А что до меня, то язык был у меня связан, и я не мог ничего сказать царю. Но не успели мы очнуться, как ифрит закричал из-под огня и оказался подле нас в зале. Он дунул нам в лицо огнем, но девушка настигла его и подула ему в лицо, и в нас попали искры от них. Те, что были от нее, не повредили нам, а одна из его искр попала мне в глаз и выжгла его. И царю в лицо попала искра из его искр и сожгла ему половину лица и бороду, и нижнюю челюсть, и вырвала нижний рад зубов. А еще одна искра ифрита попала евнуху в грудь и сожгла его, умертвив его в тот же час и минуту, и мы убедились, что погибнем, и потеряли надежду на жизнь.

Но сквозь отчаяние свое мы вдруг услышали, как кто-то восклицает: «Аллах велик! Аллах велик!
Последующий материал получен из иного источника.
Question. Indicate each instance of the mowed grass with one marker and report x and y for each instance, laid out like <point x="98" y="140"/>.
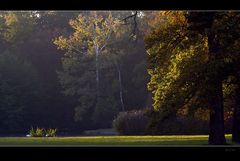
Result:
<point x="109" y="141"/>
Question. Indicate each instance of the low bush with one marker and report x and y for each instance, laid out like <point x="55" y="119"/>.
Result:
<point x="38" y="132"/>
<point x="41" y="132"/>
<point x="130" y="123"/>
<point x="51" y="132"/>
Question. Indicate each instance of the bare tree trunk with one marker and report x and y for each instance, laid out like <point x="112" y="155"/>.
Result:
<point x="217" y="131"/>
<point x="120" y="86"/>
<point x="236" y="114"/>
<point x="97" y="70"/>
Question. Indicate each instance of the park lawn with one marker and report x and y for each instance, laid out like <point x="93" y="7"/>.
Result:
<point x="109" y="140"/>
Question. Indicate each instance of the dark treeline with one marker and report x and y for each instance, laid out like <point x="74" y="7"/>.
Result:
<point x="157" y="73"/>
<point x="38" y="86"/>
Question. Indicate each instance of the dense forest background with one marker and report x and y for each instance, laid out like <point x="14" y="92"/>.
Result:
<point x="155" y="72"/>
<point x="42" y="86"/>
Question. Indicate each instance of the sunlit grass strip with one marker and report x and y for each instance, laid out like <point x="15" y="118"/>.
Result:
<point x="111" y="140"/>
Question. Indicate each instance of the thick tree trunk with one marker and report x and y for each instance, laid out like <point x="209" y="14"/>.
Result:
<point x="236" y="114"/>
<point x="217" y="131"/>
<point x="120" y="86"/>
<point x="216" y="135"/>
<point x="97" y="70"/>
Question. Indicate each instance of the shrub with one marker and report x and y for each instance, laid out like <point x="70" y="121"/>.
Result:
<point x="41" y="132"/>
<point x="38" y="132"/>
<point x="32" y="132"/>
<point x="51" y="132"/>
<point x="131" y="123"/>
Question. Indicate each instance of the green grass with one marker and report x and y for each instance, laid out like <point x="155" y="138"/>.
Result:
<point x="110" y="140"/>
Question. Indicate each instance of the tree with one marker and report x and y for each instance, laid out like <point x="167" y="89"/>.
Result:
<point x="16" y="106"/>
<point x="91" y="36"/>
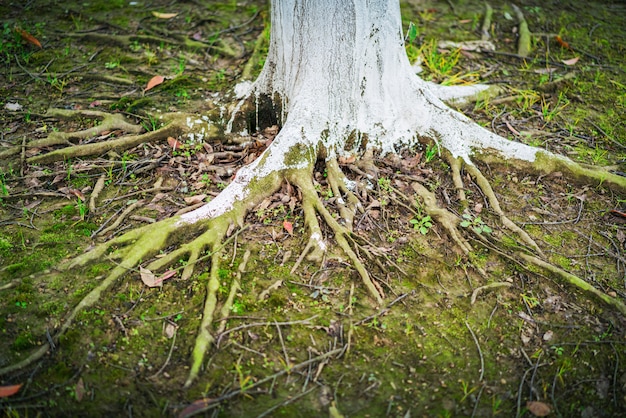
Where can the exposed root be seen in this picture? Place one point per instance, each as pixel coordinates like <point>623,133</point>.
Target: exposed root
<point>346,200</point>
<point>575,281</point>
<point>485,186</point>
<point>175,125</point>
<point>311,199</point>
<point>446,219</point>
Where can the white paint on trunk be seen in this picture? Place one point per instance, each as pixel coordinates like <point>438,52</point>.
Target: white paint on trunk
<point>340,68</point>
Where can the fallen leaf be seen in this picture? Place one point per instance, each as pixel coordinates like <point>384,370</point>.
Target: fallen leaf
<point>14,107</point>
<point>147,277</point>
<point>288,227</point>
<point>170,330</point>
<point>167,275</point>
<point>154,81</point>
<point>174,143</point>
<point>28,37</point>
<point>164,15</point>
<point>6,391</point>
<point>548,70</point>
<point>538,409</point>
<point>343,160</point>
<point>196,407</point>
<point>570,61</point>
<point>192,200</point>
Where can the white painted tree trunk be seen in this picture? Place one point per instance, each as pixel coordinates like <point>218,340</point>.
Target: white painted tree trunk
<point>341,71</point>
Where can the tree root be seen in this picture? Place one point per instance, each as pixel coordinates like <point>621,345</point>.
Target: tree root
<point>575,281</point>
<point>176,125</point>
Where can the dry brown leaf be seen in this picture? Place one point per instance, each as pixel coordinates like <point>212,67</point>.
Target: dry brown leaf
<point>349,159</point>
<point>570,61</point>
<point>538,409</point>
<point>164,15</point>
<point>6,391</point>
<point>192,200</point>
<point>28,37</point>
<point>154,81</point>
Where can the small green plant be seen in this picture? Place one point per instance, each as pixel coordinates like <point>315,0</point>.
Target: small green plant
<point>558,350</point>
<point>4,191</point>
<point>431,152</point>
<point>422,224</point>
<point>476,223</point>
<point>111,65</point>
<point>57,83</point>
<point>467,390</point>
<point>530,301</point>
<point>181,66</point>
<point>441,65</point>
<point>82,208</point>
<point>152,124</point>
<point>385,184</point>
<point>550,111</point>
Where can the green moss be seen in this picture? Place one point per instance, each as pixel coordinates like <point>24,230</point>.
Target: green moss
<point>23,341</point>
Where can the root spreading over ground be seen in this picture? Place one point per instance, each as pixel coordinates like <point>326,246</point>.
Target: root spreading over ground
<point>335,132</point>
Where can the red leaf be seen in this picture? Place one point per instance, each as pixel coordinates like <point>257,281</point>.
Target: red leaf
<point>174,143</point>
<point>80,389</point>
<point>288,227</point>
<point>6,391</point>
<point>154,81</point>
<point>164,15</point>
<point>78,194</point>
<point>196,407</point>
<point>148,277</point>
<point>28,37</point>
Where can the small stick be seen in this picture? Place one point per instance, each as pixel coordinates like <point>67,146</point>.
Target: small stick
<point>487,287</point>
<point>484,30</point>
<point>97,189</point>
<point>480,353</point>
<point>523,43</point>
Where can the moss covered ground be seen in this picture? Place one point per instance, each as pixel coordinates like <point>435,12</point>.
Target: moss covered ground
<point>448,342</point>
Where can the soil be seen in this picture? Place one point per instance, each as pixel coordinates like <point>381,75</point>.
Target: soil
<point>449,341</point>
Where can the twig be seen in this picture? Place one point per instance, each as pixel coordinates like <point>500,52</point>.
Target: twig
<point>286,402</point>
<point>484,30</point>
<point>386,309</point>
<point>96,192</point>
<point>169,356</point>
<point>487,287</point>
<point>259,324</point>
<point>208,403</point>
<point>523,43</point>
<point>480,353</point>
<point>282,343</point>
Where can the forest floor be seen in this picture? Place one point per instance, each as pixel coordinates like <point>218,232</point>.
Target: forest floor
<point>448,342</point>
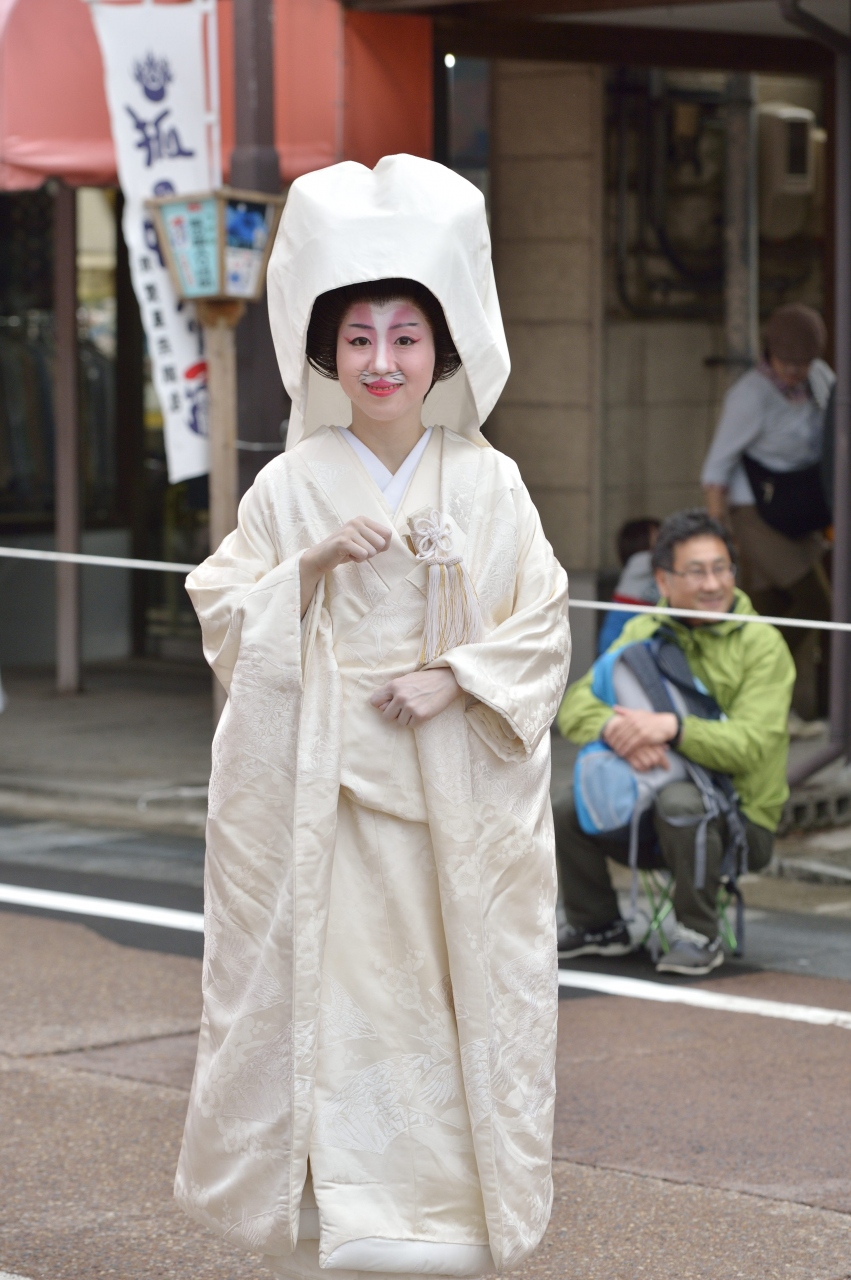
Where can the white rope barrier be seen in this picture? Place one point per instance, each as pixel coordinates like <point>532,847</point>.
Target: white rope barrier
<point>600,606</point>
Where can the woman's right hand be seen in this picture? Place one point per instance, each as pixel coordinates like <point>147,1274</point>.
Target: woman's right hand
<point>357,540</point>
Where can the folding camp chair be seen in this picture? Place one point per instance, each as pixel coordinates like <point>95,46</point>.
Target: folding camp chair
<point>658,887</point>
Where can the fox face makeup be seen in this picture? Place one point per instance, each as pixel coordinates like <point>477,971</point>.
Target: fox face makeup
<point>385,357</point>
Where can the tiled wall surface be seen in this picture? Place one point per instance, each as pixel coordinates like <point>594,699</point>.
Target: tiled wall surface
<point>660,406</point>
<point>608,420</point>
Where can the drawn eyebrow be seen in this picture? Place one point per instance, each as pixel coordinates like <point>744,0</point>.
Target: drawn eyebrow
<point>402,324</point>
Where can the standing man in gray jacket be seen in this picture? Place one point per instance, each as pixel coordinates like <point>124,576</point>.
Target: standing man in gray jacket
<point>763,471</point>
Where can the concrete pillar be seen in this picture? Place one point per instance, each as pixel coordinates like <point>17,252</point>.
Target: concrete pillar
<point>547,196</point>
<point>67,439</point>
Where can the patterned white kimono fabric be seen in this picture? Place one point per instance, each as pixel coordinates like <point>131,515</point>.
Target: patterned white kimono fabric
<point>375,1079</point>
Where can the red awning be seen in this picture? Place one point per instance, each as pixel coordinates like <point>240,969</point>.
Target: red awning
<point>53,110</point>
<point>346,85</point>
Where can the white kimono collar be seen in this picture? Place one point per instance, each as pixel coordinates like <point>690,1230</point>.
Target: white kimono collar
<point>393,487</point>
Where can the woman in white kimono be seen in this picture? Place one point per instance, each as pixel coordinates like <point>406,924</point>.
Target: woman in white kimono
<point>375,1078</point>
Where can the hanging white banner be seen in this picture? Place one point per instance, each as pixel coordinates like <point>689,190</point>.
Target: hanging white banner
<point>164,113</point>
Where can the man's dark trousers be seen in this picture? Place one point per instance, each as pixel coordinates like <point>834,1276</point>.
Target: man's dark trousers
<point>589,897</point>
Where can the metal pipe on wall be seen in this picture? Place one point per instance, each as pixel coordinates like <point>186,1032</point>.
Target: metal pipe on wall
<point>840,648</point>
<point>262,403</point>
<point>840,684</point>
<point>741,228</point>
<point>67,439</point>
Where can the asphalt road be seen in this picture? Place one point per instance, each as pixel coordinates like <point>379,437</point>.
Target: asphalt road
<point>690,1143</point>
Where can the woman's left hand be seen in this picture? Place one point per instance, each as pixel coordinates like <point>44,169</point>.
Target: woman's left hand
<point>416,698</point>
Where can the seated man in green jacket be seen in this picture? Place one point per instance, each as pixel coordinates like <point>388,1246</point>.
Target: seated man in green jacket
<point>749,671</point>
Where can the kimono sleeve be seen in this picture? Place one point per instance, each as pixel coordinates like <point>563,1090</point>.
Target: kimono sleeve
<point>233,585</point>
<point>517,675</point>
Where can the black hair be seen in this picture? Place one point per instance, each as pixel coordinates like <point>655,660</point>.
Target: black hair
<point>635,535</point>
<point>681,528</point>
<point>330,307</point>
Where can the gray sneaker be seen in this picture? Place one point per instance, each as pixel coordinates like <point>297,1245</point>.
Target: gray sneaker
<point>691,954</point>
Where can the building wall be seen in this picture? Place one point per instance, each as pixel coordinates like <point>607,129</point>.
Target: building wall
<point>547,187</point>
<point>660,405</point>
<point>547,201</point>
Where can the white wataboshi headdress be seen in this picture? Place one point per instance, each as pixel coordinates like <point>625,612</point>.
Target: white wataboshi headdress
<point>406,218</point>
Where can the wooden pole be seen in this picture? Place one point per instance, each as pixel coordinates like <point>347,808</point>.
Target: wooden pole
<point>219,320</point>
<point>67,439</point>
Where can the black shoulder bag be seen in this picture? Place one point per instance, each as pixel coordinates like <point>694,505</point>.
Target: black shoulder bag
<point>791,502</point>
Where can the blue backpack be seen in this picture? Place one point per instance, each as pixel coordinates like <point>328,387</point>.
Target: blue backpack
<point>611,796</point>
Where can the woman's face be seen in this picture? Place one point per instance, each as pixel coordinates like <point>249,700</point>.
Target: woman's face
<point>385,357</point>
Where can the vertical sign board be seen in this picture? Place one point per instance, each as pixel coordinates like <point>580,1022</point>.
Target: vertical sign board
<point>164,113</point>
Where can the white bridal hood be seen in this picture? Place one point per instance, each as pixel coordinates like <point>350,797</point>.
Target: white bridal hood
<point>406,218</point>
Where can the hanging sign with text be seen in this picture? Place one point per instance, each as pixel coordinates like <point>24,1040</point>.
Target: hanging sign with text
<point>164,113</point>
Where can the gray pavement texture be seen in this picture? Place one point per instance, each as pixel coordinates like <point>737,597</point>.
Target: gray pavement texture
<point>689,1144</point>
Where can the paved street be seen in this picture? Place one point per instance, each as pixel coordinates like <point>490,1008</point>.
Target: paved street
<point>690,1143</point>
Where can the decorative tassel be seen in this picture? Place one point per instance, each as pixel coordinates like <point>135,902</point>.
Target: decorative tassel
<point>453,616</point>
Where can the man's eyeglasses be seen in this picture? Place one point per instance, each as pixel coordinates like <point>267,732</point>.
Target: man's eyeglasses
<point>698,574</point>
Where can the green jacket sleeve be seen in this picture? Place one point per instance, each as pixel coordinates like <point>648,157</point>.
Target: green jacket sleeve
<point>581,716</point>
<point>755,720</point>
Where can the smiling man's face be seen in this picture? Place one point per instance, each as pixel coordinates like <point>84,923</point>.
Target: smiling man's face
<point>703,576</point>
<point>385,357</point>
Он помог и поддержал, и покинул того, кто не принял веру Мухаммеда, месяца веры!». Оказалось, царевна сожгла ифрита, и он стал кучей пепла. И она подошла к нам и сказала: «Принесите мне чашку воды!». И ей принесли чашку, и она проговорила что-то, чего мы не поняли, а потом брызнула на меня водой и сказала: «Освободись, заклинаю тебя истиною истинного и величайшим именем Аллаха, и прими свой первоначальный образ».

Я встряхнулся и вдруг вижу, что стал человеком, каким был прежде, но только мой глаз пропал, а девушка воскликнула: «Огонь, огонь! О батюшка, я уже не буду жить! Я не привыкла биться с джиннами, а будь он из людей, я бы давно убила его. Силы покинули меня тогда, когда гранат рассыпался, и я подбирала зерна, но не нашла того зернышка, в котором был дух джинна. О, если бы я отыскала его сразу, он тотчас же умер бы. Но по воле судьбы и рока я не знала этого. И явился он, и у меня с ним был жестокий бой под землею, в воде и в воздухе. Всякий раз, как я открывала над ним врата колдовства, он тоже открывал врата надо мною, покуда не открыл врат огня, а мало кто спасается, когда открываются над ним врата огня. Сама судьба помогла мне против него, и я сожгла его раньше себя, предложив ему прежде принять веру ислама. А что до меня, я умираю, и да будет Аллах для вас моим преемником».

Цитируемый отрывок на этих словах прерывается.